Thinking Out Loud: Susan Unger

By CIOinsight  |  Posted 03-01-2002 Print Email
Having spent half of her career in Chrysler Corp.'s finance department, DC CIO Susan Unger recalls being "one of the most vocal critics of IT."

Having spent half of her career in Chrysler Corp.'s finance department, DC CIO Susan Unger recalls being "one of the most vocal critics of IT." But in 1990, thanks in part to her innovative use of technology to cut costs, Unger became the chief of IS and, five years later, CIO of DaimlerChrysler. Writer Paul A. Eisenstein asks Unger about the challenges to IT in a merger.

CIO INSIGHT: How were the two companies most different on the IT front?

Unger: For Daimler-Benz, IT was a very decentralized activity. Each business and plant was responsible for its own IT. Chrysler was much more centralized. There were a lot of discussions early on about how we would organize this. I put together a plan calling for a global IT organization that would reflect the different business groups. If the new organization was to work correctly, I figured, the business side would need to perceive the strength of the integrated IT organization—not build things twice and share the best talent to provide a competitive solution. I also recommended an application-standard portfolio and standardized infrastructure. We felt it would take three to four years to get this all accomplished. Much of that initial roadmap has not changed.

The cultural challenges must have been enormous.

Creating a new DC culture was obviously not going to be comfortable for anyone. I made the decision early on that it was extremely important that we physically meet each other, so we spent a lot of time early on doing that. We had to work around the clock to meet heavy deadlines to get systems up and running, and people didn't have time for a lot of nonsense.

Which gap was easier: culture or technology?

I think one of the more difficult things was being able to sit down with each one of the individual business leaders and talk about the next three years, and what they felt would be the key projects. It really was mapping out, through IT, where the company wanted to go. I think my staff thought I was crazy to have those talks right away. When things are tough, all of a sudden, you only do essential projects, and you implement them faster, and you get everybody on board. There's a focus you wouldn't get otherwise. I think this has been a great time for IT.

On the culture side of things, the challenge was to keep reinforcing the integration theme. We underestimated the cultural difficulty. Americans tend to make fast decisions, then correct as they go. Germans tend to agree in concept, then want to take a while longer running everything past experts. I had to come up with a management compromise. On the American side, early on, for example, I had to decide that it's no longer acceptable on big decisions to simply make them quickly and think we can change as we go. To the Germans, I had to say it's no longer acceptable that 100 percent of all decisions have to take so long.
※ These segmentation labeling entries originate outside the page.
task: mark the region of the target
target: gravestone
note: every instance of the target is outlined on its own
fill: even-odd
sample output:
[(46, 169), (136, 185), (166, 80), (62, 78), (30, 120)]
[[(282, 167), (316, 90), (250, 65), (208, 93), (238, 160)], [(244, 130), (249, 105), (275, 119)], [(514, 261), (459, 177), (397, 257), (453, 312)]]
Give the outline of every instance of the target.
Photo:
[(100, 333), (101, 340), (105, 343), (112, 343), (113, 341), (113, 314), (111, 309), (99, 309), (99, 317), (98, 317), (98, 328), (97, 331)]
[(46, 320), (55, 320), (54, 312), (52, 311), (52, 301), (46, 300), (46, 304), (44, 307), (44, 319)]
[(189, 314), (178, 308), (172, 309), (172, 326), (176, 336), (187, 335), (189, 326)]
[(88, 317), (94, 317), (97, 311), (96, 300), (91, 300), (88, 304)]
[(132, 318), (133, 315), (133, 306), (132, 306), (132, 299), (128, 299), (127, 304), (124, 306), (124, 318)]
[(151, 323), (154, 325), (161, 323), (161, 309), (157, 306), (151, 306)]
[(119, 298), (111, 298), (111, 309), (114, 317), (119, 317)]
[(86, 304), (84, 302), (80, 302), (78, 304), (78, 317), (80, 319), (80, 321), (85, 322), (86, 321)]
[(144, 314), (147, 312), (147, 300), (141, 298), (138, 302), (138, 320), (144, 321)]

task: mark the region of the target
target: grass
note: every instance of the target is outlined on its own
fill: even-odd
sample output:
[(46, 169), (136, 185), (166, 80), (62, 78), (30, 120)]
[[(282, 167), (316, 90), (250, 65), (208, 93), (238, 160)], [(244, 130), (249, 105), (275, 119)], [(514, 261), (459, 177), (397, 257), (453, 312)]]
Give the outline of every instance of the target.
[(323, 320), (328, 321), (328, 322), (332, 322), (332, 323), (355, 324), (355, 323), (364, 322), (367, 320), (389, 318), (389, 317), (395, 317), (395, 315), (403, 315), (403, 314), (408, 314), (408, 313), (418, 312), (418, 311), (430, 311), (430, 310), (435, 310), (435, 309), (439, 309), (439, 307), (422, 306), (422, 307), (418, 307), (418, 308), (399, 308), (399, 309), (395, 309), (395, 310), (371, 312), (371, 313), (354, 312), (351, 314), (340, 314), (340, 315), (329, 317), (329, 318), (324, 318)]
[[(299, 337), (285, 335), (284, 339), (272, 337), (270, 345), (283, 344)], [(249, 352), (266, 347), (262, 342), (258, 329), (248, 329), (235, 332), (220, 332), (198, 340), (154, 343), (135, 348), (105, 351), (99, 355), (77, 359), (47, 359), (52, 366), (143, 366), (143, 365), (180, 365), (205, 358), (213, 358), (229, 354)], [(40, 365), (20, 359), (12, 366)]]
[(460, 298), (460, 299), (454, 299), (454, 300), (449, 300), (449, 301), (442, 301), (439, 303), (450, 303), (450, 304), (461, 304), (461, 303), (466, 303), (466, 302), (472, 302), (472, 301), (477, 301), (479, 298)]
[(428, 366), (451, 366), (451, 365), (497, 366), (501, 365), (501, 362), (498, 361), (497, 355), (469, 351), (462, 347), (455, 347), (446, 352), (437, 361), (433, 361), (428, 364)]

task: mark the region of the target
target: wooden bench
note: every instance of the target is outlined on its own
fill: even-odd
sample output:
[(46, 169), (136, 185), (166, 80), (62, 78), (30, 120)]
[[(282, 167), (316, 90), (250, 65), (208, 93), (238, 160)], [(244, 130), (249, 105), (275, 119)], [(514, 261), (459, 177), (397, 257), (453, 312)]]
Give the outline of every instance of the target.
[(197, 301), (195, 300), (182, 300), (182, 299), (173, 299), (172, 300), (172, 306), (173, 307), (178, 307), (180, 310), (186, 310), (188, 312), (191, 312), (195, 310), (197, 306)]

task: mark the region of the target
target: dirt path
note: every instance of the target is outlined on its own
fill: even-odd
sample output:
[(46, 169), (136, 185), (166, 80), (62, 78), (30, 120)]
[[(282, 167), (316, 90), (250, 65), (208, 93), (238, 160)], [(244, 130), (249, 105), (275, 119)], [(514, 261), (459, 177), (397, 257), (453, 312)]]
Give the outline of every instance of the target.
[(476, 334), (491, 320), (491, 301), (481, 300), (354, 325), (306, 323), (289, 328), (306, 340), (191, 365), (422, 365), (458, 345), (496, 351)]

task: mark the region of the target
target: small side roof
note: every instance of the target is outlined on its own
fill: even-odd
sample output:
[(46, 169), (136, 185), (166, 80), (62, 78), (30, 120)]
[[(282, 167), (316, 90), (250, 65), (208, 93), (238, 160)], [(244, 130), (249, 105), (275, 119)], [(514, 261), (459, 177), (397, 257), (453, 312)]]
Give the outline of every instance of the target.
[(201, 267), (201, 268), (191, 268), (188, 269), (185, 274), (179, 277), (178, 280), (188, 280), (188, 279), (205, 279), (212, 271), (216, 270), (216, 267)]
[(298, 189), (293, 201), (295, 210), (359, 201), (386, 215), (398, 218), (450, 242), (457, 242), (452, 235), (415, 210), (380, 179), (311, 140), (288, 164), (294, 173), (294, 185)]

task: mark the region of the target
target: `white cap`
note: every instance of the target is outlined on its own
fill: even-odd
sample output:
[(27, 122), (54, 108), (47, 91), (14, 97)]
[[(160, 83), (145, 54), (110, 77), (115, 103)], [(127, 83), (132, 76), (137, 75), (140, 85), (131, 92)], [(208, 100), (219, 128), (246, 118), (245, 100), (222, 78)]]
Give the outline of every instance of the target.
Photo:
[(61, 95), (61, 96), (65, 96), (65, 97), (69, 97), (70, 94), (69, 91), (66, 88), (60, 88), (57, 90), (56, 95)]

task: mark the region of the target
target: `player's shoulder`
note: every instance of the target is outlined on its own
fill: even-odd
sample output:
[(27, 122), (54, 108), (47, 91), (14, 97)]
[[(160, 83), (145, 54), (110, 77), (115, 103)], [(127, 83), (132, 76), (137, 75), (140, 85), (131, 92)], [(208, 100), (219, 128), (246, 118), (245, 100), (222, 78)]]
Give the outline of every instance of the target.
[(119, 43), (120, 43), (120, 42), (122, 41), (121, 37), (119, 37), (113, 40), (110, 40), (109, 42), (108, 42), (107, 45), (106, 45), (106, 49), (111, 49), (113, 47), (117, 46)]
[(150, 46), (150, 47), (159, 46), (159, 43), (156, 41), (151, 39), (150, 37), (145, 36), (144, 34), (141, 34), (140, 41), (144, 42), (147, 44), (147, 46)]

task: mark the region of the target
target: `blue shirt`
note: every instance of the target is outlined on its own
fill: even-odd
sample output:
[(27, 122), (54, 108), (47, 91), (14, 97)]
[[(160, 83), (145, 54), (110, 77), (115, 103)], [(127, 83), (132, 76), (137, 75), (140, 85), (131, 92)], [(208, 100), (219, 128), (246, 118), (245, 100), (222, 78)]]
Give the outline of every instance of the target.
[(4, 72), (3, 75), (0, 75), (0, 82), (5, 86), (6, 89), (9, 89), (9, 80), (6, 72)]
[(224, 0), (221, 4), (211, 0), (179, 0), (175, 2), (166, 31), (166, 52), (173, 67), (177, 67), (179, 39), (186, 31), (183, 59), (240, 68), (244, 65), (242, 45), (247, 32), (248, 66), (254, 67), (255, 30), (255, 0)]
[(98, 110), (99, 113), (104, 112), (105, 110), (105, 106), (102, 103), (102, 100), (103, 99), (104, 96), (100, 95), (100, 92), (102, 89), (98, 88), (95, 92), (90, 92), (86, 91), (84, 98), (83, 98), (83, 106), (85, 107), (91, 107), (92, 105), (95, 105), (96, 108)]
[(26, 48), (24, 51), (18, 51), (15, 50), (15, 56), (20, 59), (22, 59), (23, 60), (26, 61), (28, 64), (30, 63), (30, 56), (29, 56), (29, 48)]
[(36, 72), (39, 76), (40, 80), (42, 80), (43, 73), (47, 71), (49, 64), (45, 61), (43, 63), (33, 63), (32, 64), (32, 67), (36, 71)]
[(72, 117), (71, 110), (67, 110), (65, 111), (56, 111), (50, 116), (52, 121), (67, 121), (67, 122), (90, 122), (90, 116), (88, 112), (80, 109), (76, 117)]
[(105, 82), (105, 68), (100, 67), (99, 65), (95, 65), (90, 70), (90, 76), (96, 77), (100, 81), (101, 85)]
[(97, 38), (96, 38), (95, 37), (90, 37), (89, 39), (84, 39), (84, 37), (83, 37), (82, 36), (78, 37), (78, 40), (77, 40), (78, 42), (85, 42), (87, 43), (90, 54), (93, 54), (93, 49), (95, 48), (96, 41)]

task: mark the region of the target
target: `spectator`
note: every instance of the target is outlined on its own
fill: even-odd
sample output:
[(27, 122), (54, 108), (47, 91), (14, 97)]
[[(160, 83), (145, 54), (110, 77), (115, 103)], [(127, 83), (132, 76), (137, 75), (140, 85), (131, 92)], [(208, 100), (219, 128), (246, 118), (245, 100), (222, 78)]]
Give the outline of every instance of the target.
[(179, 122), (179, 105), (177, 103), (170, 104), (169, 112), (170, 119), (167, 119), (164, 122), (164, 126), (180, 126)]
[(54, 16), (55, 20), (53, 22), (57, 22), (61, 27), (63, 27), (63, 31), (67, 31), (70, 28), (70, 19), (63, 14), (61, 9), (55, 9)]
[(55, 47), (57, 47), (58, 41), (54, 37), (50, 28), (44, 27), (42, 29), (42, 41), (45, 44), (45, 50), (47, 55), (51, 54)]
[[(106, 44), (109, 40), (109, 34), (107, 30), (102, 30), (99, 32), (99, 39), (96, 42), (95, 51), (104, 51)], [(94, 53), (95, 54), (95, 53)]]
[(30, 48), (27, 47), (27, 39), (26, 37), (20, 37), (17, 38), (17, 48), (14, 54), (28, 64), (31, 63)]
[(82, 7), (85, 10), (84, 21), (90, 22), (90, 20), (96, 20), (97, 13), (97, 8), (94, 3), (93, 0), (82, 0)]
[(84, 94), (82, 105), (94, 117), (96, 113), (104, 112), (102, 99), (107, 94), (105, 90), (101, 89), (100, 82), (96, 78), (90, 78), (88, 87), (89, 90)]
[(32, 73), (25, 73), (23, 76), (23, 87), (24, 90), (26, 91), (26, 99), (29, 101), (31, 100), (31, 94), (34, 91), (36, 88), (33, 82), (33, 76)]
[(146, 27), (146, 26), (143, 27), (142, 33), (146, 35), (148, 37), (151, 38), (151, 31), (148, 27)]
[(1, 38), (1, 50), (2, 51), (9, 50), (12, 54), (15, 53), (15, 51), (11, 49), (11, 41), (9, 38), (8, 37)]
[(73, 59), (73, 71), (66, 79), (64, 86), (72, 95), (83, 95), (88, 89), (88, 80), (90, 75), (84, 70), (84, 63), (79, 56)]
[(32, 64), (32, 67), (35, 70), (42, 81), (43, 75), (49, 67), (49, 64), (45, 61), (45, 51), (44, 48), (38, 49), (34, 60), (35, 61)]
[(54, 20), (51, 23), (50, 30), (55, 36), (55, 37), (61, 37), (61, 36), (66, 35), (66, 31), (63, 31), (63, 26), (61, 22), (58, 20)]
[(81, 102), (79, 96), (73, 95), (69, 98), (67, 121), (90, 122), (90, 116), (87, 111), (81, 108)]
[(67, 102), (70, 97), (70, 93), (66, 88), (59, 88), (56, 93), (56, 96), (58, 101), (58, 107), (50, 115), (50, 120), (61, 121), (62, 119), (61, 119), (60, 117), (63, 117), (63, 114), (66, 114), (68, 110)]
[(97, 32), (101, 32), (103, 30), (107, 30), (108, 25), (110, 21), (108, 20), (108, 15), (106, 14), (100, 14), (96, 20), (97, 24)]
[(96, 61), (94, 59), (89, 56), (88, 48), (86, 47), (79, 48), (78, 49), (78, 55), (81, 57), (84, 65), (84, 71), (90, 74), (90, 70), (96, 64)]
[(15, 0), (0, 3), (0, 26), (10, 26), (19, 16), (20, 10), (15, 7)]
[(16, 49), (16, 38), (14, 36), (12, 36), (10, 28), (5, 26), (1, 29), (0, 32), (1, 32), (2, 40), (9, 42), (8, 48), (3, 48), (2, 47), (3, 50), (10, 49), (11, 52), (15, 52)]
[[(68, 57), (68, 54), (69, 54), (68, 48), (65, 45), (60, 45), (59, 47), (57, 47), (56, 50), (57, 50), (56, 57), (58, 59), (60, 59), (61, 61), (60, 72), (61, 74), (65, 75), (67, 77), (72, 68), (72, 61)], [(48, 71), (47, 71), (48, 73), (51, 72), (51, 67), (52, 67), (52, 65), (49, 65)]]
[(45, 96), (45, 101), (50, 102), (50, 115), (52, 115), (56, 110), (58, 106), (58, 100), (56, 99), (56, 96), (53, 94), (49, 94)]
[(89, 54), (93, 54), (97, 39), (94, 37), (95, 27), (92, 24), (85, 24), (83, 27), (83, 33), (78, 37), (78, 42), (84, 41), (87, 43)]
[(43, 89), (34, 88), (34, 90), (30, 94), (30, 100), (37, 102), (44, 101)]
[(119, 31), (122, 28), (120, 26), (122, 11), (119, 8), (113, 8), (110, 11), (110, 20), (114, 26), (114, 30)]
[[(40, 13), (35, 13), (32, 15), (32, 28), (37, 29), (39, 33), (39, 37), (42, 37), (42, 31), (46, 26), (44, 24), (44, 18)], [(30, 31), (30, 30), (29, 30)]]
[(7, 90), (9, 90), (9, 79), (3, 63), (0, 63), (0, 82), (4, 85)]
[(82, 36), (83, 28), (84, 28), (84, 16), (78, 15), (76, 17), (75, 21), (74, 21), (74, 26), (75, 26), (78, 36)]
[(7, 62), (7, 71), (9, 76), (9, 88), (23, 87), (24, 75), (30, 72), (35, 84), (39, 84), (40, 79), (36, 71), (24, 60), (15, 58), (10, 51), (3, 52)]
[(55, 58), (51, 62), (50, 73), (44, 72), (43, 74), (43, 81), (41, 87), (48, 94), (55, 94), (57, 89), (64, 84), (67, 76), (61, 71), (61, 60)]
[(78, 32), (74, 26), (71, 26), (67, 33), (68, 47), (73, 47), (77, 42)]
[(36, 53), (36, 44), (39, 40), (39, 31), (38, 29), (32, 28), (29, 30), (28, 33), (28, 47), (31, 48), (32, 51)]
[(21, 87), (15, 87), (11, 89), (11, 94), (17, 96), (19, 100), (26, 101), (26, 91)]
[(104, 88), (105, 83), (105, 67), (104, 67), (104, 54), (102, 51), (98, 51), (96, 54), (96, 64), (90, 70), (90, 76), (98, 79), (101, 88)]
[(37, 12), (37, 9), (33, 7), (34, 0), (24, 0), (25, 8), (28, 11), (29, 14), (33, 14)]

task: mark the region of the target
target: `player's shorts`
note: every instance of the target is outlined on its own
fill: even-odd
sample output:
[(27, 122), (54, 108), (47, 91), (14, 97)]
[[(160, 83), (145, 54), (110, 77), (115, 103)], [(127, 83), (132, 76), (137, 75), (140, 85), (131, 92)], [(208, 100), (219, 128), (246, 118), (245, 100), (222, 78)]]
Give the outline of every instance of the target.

We created global incentives and rewarded teamwork. Because IT was the first slice of the new company to have to quickly interface, we were the pilot group on culture training. That first culture class was humorous. We thought we had to be more formal, so we extended our hands for a handshake. The Germans thought they had to be less formal, so all they did was say 'Hi, how are you doing?' And we're going, 'Oh, dear, what are we supposed to say to this?' Other times, the gap posed actual problems. Once, I thought there was a consensus on a decision, but my German colleagues said that "Yes" in Oxford English means "I understand," not agreement, as in American English. We had to find whole new ways to work together.

You keep pushing ROI. How's that going?

It's been a painful journey. The toughest role as an IT group probably is trying to balance the global side of the company versus individual needs. You can get a bazillion arguments for why some things should stay in local control, so you have to be educated enough from a business standpoint to be able to talk intelligently enough to say, 'Wait a minute, I'm not buying this argument.' In some cases, we've got a lot of longer-term contracts or fixed expenses that take time to get rid of. And everybody has his or her own reason for why a particular type of technology is absolutely important. A lot of these decisions tend to be emotional. I think with any company, some IT people have technology biases that you have to deal with. In a merger, you're telling people that, for the sake of the global enterprise, they may no longer have all the benefits they might have gotten before. You have to be a global citizen rather than a local one, and sometimes it triggers great discussions.